Eliza sprach niemals über das was vergangen war oder explizit - sie wollte nicht in der Vergangenheit leben und sich dort auch nicht aufhalten. Jede Erinnerung zeigte nur den Verlust von geliebten Menschen oder den Toten. Wanderte sie deshalb immer unter eben jenen? Mit dem Hund müsste sie darauf aufpassen, aber es war ein leichtes Ivan anzupassen. Eventuell ein Halsband, durchtränkt von Beißerblut oder Stofffetzen? Normalerweise badete sie regelrecht im Untotenblut, wodurch sie regelrecht unsichtbar wurde.

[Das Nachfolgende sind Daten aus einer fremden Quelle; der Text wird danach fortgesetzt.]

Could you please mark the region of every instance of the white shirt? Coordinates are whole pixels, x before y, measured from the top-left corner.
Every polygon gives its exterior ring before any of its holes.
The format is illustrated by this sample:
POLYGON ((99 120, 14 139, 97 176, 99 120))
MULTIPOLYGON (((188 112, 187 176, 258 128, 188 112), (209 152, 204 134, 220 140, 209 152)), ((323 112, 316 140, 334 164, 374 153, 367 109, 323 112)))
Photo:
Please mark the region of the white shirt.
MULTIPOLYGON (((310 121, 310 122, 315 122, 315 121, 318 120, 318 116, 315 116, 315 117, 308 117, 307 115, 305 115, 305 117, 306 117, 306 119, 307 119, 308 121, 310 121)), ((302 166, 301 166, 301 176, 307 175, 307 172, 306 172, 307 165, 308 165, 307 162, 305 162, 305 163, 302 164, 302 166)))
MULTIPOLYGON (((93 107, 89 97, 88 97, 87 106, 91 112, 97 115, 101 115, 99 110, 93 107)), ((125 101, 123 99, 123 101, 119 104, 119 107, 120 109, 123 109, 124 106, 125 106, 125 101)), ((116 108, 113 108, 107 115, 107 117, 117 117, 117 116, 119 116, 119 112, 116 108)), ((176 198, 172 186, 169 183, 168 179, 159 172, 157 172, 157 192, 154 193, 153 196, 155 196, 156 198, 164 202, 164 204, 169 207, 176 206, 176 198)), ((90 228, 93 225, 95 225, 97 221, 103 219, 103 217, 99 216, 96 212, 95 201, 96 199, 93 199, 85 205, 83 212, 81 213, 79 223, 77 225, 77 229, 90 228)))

Dadurch fühlte sie sich, einfach - unverwundbar. Auch, wenn andere das Abstoßend finden würden. Das alles war ihr aber herzlich egal.

Mit schnellen Schritten ging sie in die obere Etage. Kontrollierte erneut die Schlafzimmer und schaute dann noch einmal aus dem Zimmer heraus.

"Keine Ahnung was ihr Russen sagt, aber Dobre Utre? Oder sowas? Schlaf gut. Lass dich nicht beißen oder stirb nicht an einem Herzinfarkt.", Kam es lachend über ihre Lippen.

"Also, wohin es mich zieht weiß ich nicht. Aber ich werde vermutlich einige Tage hier bleiben und alles befestigen. Das hier sieht wie ne ganz gute Basis aus um zu Überleben. Eventuell - heimisch werden. Die Bude befestigen... Es gibt genug Möglichkeiten eigentlich."